Si vous faites allusion à la décision de la mutuelle Just'en Famille de quitter le groupe, je pense que c'est plus pour une question d'affectio societatis que de gouvernance. Cela dit, je ne souhaite pas relancer les polémiques autour des mutuelles de proximité, qui ont leur pleine raison d'être. La concentration du secteur n'est pas terminée. Nous devons nous renforcer, car, dans un marché de l'individuel en contraction, seuls les acteurs les mieux armés pourront se maintenir.

Quel bilan tirez-vous de votre partenariat en collective avec la Macif ?
Notre capacité à travailler ensemble est un acquis indiscutable. Chaque fois que les équipes commerciales se sont attelées à faire de la prospection en commun, la coopération s'est bien passée. Au vu des difficultés du marché, AG2R Macif Prévoyance n'a pas si mal réussi pour une petite institution de prévoyance. Par ailleurs, notre partenariat industriel dans Terciane a été un projet à la fois lourd et indispensable. Tous les assurés AG2R La Mondiale et Macif peuvent désormais bénéficier de la carte de tiers payant Terciane, soit 2,5 millions de personnes. C'est un acquis, pas un aboutissement. Nous ne sommes certainement qu'à la moitié du chemin et nous devons encore trouver des partenaires.

Quelle est votre stratégie pour Terciane dans le domaine des réseaux ?
Les réseaux de soins ne figuraient pas dans le cahier des charges initial.

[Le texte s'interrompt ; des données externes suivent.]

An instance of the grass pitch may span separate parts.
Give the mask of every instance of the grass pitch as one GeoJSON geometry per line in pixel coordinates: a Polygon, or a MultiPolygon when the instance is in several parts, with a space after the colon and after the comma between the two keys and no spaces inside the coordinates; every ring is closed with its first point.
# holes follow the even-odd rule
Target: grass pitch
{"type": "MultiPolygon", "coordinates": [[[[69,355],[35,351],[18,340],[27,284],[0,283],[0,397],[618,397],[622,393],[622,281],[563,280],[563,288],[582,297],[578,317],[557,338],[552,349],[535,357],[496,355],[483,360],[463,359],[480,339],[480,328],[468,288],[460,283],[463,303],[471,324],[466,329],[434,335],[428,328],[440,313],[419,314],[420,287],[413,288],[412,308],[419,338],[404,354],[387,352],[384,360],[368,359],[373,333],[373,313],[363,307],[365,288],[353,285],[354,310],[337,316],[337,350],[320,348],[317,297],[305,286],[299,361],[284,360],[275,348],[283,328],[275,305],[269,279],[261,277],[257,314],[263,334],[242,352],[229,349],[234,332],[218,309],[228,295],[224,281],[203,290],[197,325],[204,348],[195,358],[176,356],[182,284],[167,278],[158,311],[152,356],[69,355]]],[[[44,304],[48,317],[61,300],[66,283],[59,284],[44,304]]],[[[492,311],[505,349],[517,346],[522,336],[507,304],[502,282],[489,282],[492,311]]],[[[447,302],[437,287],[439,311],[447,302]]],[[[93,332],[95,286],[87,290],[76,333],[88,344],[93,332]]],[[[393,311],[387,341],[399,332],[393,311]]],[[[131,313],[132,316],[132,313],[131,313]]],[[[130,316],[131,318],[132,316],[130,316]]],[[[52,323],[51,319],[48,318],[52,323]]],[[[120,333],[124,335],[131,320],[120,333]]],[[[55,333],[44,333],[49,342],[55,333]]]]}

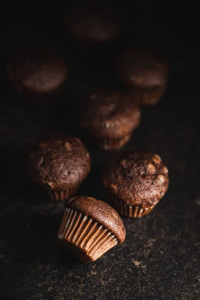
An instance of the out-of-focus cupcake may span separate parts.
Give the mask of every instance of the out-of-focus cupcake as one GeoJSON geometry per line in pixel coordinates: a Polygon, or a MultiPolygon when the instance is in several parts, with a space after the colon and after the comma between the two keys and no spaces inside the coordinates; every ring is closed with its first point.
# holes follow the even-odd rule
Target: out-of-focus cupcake
{"type": "Polygon", "coordinates": [[[81,260],[96,260],[125,237],[122,220],[105,202],[84,196],[66,202],[58,238],[81,260]]]}
{"type": "Polygon", "coordinates": [[[113,8],[91,2],[72,9],[66,17],[66,24],[75,40],[88,46],[112,40],[119,34],[122,26],[113,8]]]}
{"type": "Polygon", "coordinates": [[[82,142],[66,136],[36,143],[26,162],[32,181],[42,194],[56,201],[74,194],[90,170],[90,154],[82,142]]]}
{"type": "Polygon", "coordinates": [[[80,124],[104,150],[126,144],[140,120],[140,110],[131,95],[100,92],[92,94],[80,112],[80,124]]]}
{"type": "Polygon", "coordinates": [[[19,51],[6,72],[12,86],[27,102],[38,107],[46,106],[59,96],[68,75],[64,58],[44,46],[19,51]]]}
{"type": "Polygon", "coordinates": [[[122,53],[116,64],[118,78],[132,90],[136,100],[154,104],[164,94],[168,62],[162,52],[150,47],[133,47],[122,53]]]}
{"type": "Polygon", "coordinates": [[[112,158],[103,184],[113,207],[130,218],[140,218],[154,208],[168,186],[168,170],[160,158],[145,152],[121,152],[112,158]]]}

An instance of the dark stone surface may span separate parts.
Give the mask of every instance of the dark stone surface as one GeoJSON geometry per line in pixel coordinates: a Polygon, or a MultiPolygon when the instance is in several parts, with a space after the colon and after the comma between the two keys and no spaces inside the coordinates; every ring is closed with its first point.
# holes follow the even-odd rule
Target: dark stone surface
{"type": "MultiPolygon", "coordinates": [[[[36,194],[24,176],[22,158],[28,142],[46,132],[77,136],[92,160],[92,170],[78,194],[108,200],[102,188],[101,169],[113,154],[100,150],[79,131],[71,104],[78,96],[81,100],[88,86],[114,84],[104,71],[109,56],[112,58],[112,48],[86,56],[68,53],[72,70],[66,93],[48,110],[25,106],[2,85],[0,299],[200,298],[199,88],[193,71],[198,52],[184,41],[170,40],[170,35],[168,32],[165,44],[173,68],[168,90],[157,105],[142,108],[141,124],[124,148],[160,155],[169,169],[168,190],[148,216],[123,219],[124,243],[93,263],[80,262],[60,248],[56,233],[64,204],[48,202],[36,194]]],[[[3,36],[8,41],[6,34],[3,36]]],[[[8,54],[6,48],[3,52],[8,54]]]]}

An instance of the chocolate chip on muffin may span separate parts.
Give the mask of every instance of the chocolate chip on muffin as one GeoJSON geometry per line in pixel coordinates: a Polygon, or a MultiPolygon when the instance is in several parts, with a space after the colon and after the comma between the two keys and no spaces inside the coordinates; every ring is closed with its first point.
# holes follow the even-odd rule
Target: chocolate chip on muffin
{"type": "Polygon", "coordinates": [[[120,92],[92,94],[80,114],[82,128],[90,132],[104,150],[118,149],[129,140],[140,120],[132,97],[120,92]]]}
{"type": "Polygon", "coordinates": [[[142,104],[154,104],[166,88],[168,62],[160,50],[150,47],[130,48],[118,58],[119,78],[130,88],[136,100],[142,104]]]}
{"type": "Polygon", "coordinates": [[[168,170],[160,158],[146,152],[122,152],[106,168],[103,184],[116,210],[126,216],[148,214],[166,194],[168,170]]]}
{"type": "Polygon", "coordinates": [[[84,196],[66,202],[58,238],[80,260],[94,262],[125,237],[122,220],[105,202],[84,196]]]}
{"type": "Polygon", "coordinates": [[[64,58],[44,46],[22,50],[14,56],[6,70],[12,86],[27,101],[39,106],[54,100],[68,75],[64,58]]]}
{"type": "Polygon", "coordinates": [[[76,138],[56,136],[36,143],[26,160],[29,176],[53,200],[74,194],[90,170],[90,154],[76,138]]]}

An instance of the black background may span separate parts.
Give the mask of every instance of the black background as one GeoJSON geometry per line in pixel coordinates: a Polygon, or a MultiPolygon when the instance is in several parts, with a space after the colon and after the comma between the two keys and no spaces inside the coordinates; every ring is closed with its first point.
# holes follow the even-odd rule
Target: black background
{"type": "Polygon", "coordinates": [[[122,4],[118,8],[126,20],[124,32],[112,43],[86,50],[72,44],[64,26],[72,4],[64,8],[57,2],[46,6],[34,2],[2,8],[1,299],[199,298],[197,8],[166,2],[122,4]],[[4,75],[16,49],[38,40],[58,48],[70,68],[62,96],[46,110],[24,105],[4,75]],[[138,40],[160,45],[170,58],[171,74],[164,97],[156,106],[142,108],[140,125],[123,150],[160,155],[169,169],[170,188],[148,216],[123,219],[127,234],[122,246],[86,264],[58,244],[63,204],[46,201],[32,189],[24,174],[23,154],[30,142],[50,132],[80,137],[91,154],[92,170],[78,194],[108,201],[101,170],[113,153],[87,140],[74,112],[92,89],[121,88],[113,72],[116,58],[138,40]]]}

Le partenariat avec Macif a donc joué un rôle d'accélérateur, nos échanges ayant montré qu'il y avait quelque chose à faire dans ce domaine. Notre réflexion n'est pas achevée, et il y a toujours beaucoup de débat autour des réseaux. D'ores et déjà, Terciane nous apporte un bon relationnel avec les professionnels de santé.

Où en est le rapprochement avec Réunica ?
Les fédérations Agirc-Arrco ont donné leur autorisation pour la fusion. Nous pourrons donc la mettre en oeuvre au travers de résolutions qui seront soumises aux prochaines assemblées générales. Ce volet institutionnel conduira à la constitution d'un groupe de protection sociale avec une association sommitale unique au 1er janvier 2015. Ensuite, les travaux continueront avec l'objectif de fusionner les institutions de retraite complémentaire Agirc et Arrco à l'échéance 2016 ou 2017 au plus tard. En parallèle, nous commencerons à travailler ensemble dès le 1er juillet de cette année. Nos comités exécutifs se réuniront de manière conjointe. Par ailleurs, le chantier social est engagé puisqu'un accord de méthode a été signé par des organisations syndicales. L'idée est d'avoir un seul GIE employeur dès le 1er janvier prochain pour les conventions collectives de la retraite, sur les 3 périmètres AG2R, Réunica et Systalians. Au total, le groupe comptera 7 500 collaborateurs sous convention collective de la retraite et 2 500 pour celle de l'assurance.

L'ensemble AG2R La Mondiale-Réunica aura-t-il une taille optimale ?
Il aura une très belle taille, puisqu'il représentera 25% de la retraite complémentaire Agirc-Arrco. Cela nous donne la capacité de générer des économies d'échelle, comme les partenaires sociaux et les fédérations Agirc-Arrco le souhaitent. Avec Réunica, nous atteignons également quelque 10 Md€ de cotisations sur le périmètre des activités assurantielles, ce qui nous placerait au 8e rang des assureurs de personnes.